It seems to me by using file system based dispatch you've come back to where PHP is where distributing reusable apps essentially means copying code into your code base.

Probably we'd specify the packaging format so that each package includes its own web root, and then we use entrypoints or whatevs to mount those at various locations.

how do you forsee handling overriding templates or wrapping "views"?

This is a function of the templating language, no? Gittip uses Tornado templating, which has bases and includes:

http://aspen.io/simplates/rendered/#extends
http://aspen.io/simplates/rendered/#include

Do you think the ^L character is enough of a delimiter to not get lost between which internal file you're currently using?

For small files it's not a problem, but as you point out, in larger files I do #=================== ^L. That's okay as far as it goes, but for negotiated simplates it doesn't work, and it's a problem there. See https://github.com/gittip/www.gittip.com/blob/master/www/about/stats#L167, where I can't use the comment hack because we're not in a Python syntax page there. We might need to make it \n.*^L.*\n.

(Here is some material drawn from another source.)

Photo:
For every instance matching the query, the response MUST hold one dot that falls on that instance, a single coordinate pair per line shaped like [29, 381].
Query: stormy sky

Aspen to me feels much more like a Ruby-eqsue convention over configuration with a healthy does of magic sprinkled in versus the explicit is greater than implicitness of Python.

What's the magic? It splits files on ^L and execs. Regex routing is much more magical, imo. :)

Aspen also feels sort of Java centric with "one class per file" ~= "one view per file".

Think of it from the outside in instead of the inside out. The outside world wants HTTP, and doesn't really care about your object model. Aspen works with this HTTP view of the world where servers have resources pointed to by paths.

@dstufft

This comment has been minimized.

Show comment Hide comment
@dstufft

dstufft Mar 27, 2013

how does Aspen protect against me uploading a "simplate" that executes code and having Aspen automatically pick it up as a dispatchable url?

Aspen depends on application authors not to write user-uploaded files to locations under the web publishing root.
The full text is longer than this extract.